Nel giro di 9 mesi in Veneto sono state contattate 1.194 persone a rischio di grave sfruttamento sessuale o lavorativo, tanto che per 484 è scattata l'assistenza di prossimità, con 107 prese in carico attraverso programmi di protezione e inclusione sociale. È il bilancio del progetto Navigare registrato da luglio a marzo, dopo che a metà dello scorso anno la Regione ha assunto la gestione della rete antitratta in continuità con la precedente esperienza del programma Nave curato dal Comune di Venezia, diventando oltretutto capofila del numero verde nazionale (800 290290) che raccoglie le richieste di aiuto. Su questo sfondo Palazzo Balbi ha siglato un accordo con il Tribunale lagunare, primo nel suo genere in Italia, che punta a favorire il tempestivo riconoscimento delle vittime e ad accelerare la definizione dei relativi procedimenti giudiziari di protezione internazionale: «È un obbligo morale e un segnale di civiltà fare tutto il possibile, ognuno nel proprio ambito di competenze, contro un fenomeno inqualificabile», ha commentato il governatore Luca Zaia.
I DATI
Dalle prostitute ridotte in schiavitù, ai braccianti ostaggio dei caporali, anche le cronache venete sono punteggiate di episodi allarmanti.
I CANALI
I percorsi di richiesta della protezione (internazionale, sussidiaria e umanitaria) sono canali in cui possono transitare le persone vittime di reclutamento, a cui può accompagnarsi lo sfruttamento.

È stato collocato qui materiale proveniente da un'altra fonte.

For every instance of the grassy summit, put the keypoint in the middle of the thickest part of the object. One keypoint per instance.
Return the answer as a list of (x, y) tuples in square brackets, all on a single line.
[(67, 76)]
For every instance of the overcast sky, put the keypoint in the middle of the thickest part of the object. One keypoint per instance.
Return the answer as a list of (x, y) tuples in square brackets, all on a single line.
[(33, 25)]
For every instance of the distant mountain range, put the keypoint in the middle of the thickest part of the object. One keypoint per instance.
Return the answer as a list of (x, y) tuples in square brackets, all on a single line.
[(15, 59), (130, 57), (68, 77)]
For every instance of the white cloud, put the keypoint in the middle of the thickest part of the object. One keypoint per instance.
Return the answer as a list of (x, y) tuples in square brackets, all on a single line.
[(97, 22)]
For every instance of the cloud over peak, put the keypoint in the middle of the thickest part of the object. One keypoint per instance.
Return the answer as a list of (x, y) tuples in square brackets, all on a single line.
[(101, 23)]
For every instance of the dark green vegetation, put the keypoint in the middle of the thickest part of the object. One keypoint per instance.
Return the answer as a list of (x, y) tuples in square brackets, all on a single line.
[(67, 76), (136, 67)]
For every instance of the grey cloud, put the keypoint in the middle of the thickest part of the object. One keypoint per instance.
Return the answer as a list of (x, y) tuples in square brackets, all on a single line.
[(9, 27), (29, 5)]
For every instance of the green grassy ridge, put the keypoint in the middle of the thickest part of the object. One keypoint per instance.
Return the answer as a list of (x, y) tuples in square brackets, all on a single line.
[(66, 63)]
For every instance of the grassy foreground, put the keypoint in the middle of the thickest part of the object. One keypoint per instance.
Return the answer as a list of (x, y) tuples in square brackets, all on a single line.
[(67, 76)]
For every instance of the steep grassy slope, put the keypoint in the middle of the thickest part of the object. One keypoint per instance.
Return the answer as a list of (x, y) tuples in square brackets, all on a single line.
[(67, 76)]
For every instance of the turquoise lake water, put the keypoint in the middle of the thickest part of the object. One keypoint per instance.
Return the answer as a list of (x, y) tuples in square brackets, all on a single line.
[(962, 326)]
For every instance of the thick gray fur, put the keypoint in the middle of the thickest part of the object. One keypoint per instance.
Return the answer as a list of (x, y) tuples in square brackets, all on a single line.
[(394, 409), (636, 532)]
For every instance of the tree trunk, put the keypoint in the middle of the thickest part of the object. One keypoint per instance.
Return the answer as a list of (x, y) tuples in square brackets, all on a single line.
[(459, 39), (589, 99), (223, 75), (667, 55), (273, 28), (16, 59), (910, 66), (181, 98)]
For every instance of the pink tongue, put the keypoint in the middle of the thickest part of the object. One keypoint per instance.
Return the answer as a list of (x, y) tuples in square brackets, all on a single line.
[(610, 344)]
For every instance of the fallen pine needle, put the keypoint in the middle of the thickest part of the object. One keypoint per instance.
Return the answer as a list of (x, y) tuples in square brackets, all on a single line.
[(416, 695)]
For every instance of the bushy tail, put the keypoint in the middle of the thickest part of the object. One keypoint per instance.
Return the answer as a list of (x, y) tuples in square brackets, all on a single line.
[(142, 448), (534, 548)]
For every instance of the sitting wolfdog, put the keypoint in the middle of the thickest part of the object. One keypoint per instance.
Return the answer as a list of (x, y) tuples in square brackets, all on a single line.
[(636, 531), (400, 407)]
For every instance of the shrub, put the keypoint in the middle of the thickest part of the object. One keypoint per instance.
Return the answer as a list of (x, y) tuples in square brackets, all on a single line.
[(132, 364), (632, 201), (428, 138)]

È qui, nel lavoro svolto da magistrati e avvocati all'interno delle 4 Commissioni territoriali di Padova, Treviso, Vicenza e Verona, che interverrà il testo appena firmato. «Se dal fascicolo emergerà la presenza dei cosiddetti indici di tratta ha chiarito Laganà l'udienza verrà sospesa e rifissata. Nel frattempo il Tribunale potrà acquisire tutta la documentazione, pure quella secretata, in modo da coinvolgere gli operatori e i mediatori del progetto Navigare, per l'avvio delle attività di assistenza alle vittime, su cui spesso gravano minacce di ritorsioni sulle loro famiglie e rituali magici per vincolarle al silenzio, tanto che non è facile rompere il muro di omertà». A loro sarà offerta una via di fuga dalla schiavitù: una casa, un lavoro, l'assistenza sanitaria e legale. «Un modello che merita di essere esportato in tutta Italia», ha osservato Stefano Pes, rappresentante italiano dell'Agenzia dell'Unione europea per l'asilo.